2nd Liminal Space at the ]a[ Research Day

On 12.11.2020 DAD’s Niko Wahl presented our intermediate results on the third research day of the Academy of Fine Arts, Vienna. Due to COVID-19, this event was an online ZOOM meeting. The goal of the ]a[ research days is to give an overview of all ongoing research projects at the academy including discussions with all participating colleagues.

Niko Wahl gave a short introduction of our project and an overview of DAD’ s collaborations with three different museums, where we work with an archive of an ethnological journal, a fine arts gallery and the statues in the Academy’s Glyptothek.

Since our work with the Austrian Museum of Folk Life and Folk Art and with the Belvedere, Vienna, has already been documented in previous blogposts [1][2], lets turn to the presentation of plaster casts at the Academy‘s Glyptothek, which we explored with Dusty, an off-the-shelf household robot.

Many people associate Artificial Intelligence (AI) with the development of ever more powerful and dextrous robots, along with horror scenarios of these machines taking over the planet. In reality robots are a small part of AI which is rather dominated by machine learning software solutions powering your Internet search engine, the natural language interface to your mobile phone, online music, movie and product recommendations and many other everyday technologies.

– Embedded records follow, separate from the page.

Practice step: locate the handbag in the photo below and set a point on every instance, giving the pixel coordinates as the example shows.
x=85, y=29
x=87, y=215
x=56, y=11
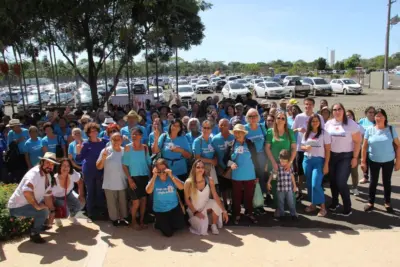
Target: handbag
x=61, y=212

On the other hand, many people already own robots with limited forms of AI, for instance vacuum cleaning robots. What if we confront such a household robot with a – supposedly obsolete – museum collection of historic plaster copies of famous statues, whose very physis seems to be made of dust.

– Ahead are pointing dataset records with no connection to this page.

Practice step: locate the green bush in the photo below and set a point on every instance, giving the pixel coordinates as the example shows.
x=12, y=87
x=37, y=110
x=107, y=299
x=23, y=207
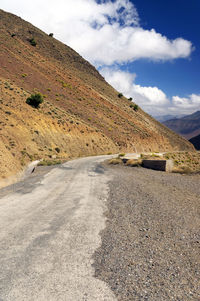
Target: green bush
x=35, y=100
x=33, y=42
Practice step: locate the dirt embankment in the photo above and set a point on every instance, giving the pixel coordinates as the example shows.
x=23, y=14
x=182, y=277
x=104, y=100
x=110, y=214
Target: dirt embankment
x=150, y=247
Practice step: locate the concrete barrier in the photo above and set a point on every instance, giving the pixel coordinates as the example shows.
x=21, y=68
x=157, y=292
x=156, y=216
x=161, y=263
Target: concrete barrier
x=163, y=165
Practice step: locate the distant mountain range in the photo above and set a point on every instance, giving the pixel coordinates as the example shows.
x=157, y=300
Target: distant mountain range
x=196, y=142
x=187, y=126
x=82, y=115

The robot takes its own route through the museum space. Following its built-in algorithms it perpetually finds new ways through the collection. It seemingly decides for itself in what order to visit the museum objects, all the time metaphorically internalizing the objects of art while inhaling their dust.

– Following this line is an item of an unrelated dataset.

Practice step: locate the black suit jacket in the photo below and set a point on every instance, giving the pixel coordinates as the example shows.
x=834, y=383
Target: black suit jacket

Other visitors are free to follow the robot on its path through the museum space engaging with its exhibition narrative. They might benefit form surprising relationships between objects of art established by the often creative course of the robot. Smart last generation vacuum cleaning robots are able to share their sensory experiences with others of their kind. These shared experiences usually are measurements of objects and how to avoid them when traversing a room. But what if this cloud communication, usually not accessible to us, deals with objects of art instead of everyday items? Will meeting David or the Pieta change the robots’ discourse? What if the robot meets a portrait of itself?